The curious case of the closed access data set in the open access journal

Earlier this year, I ran across a news article that got me really excited in the science-nerdy kind of way. The article talked about how we could measure how happy the people in each U.S. state are just by looking at geotagged tweets. They even linked to a shwanky web app that the researchers had put together showing the “average happiness” of the U.S. since 2009. I have a penchant for playing around with social network data, so I was ecstatic when I saw that the authors had published the corresponding article in PLoS ONE (two articles, in fact).
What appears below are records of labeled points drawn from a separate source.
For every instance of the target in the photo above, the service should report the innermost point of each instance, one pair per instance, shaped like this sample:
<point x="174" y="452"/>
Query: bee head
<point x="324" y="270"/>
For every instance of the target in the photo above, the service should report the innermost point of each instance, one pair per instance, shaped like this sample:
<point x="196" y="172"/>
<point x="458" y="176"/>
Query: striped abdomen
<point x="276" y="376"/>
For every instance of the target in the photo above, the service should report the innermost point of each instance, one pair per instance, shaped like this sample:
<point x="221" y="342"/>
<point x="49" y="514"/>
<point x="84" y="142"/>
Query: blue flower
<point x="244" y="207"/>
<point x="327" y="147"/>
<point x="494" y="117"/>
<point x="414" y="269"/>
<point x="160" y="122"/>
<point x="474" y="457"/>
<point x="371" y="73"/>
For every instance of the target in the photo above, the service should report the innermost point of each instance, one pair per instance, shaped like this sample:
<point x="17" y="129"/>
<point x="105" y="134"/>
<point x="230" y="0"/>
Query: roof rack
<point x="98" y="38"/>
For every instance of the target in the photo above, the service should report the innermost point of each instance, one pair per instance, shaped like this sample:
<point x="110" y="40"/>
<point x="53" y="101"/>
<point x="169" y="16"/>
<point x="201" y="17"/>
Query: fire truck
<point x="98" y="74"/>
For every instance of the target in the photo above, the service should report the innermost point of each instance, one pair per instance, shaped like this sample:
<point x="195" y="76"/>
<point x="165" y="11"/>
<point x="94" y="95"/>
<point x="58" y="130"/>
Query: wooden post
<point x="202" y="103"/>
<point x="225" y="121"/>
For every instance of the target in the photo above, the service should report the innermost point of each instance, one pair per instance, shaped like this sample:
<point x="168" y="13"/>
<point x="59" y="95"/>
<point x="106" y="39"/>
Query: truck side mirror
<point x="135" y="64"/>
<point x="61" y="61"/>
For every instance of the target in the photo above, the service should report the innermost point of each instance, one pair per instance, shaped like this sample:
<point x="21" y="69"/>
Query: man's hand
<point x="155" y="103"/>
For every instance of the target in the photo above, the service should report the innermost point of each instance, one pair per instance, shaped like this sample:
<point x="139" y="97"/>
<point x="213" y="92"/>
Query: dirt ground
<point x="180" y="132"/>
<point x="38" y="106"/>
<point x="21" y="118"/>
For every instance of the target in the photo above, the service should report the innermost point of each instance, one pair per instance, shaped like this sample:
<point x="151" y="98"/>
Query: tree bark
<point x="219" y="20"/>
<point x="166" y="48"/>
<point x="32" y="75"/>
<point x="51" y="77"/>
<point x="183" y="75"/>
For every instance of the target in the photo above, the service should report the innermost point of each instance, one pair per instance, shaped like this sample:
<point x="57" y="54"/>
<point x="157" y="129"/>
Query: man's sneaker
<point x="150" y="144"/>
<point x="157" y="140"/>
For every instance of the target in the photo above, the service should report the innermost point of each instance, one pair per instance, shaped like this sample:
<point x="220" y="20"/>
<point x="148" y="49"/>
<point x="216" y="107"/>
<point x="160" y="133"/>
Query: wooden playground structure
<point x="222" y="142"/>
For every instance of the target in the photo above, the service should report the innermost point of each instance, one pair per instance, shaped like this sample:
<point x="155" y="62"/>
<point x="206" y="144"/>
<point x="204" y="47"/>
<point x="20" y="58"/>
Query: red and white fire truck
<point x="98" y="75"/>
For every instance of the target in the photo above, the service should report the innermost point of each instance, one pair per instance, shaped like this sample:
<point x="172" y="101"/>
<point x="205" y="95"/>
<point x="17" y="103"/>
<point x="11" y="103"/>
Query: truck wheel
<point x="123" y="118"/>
That means I could easily get my hands on the raw data set, right?

Wrong.

I received a response to my raw data request a week later saying that they couldn’t share the raw Twitter data. They’re absolutely right, of course. It says it right there in the Twitter API usage terms.

Twitter has made it clear time and again that they don’t want Twitter content being stored outside of Twitter, and they especially don’t want people sharing that Twitter data if it is stored external to Twitter. Basically: If you want Twitter data, you have to go to them and access it through the Twitter API yourself. Here’s a couple clauses in the Twitter API usage terms that make it difficult to use for research:

You shall not use Twitter Content or other data collected from end users to create or maintain a separate status update or social network database or service.

You will not attempt or encourage others to use or access the Twitter API to aggregate, cache (except as part of a Tweet), or store place and other geographic location information contained in Twitter Content.

The problem is: That restriction directly contradicts PLoS ONE’s rules about sharing data. In fact, it’s bolded right there on the web site:

PLoS ONE will not consider a study if the conclusions depend solely on the analysis of proprietary data.

PLoS ONE’s stance on proprietary data makes sense. After all, one of the major reasons PLoS was founded was to make research easily accessible and reproducible — and that entails sharing the raw data underlying every study.

So, what can be done about this curious case of the closed access data set in the open access journal?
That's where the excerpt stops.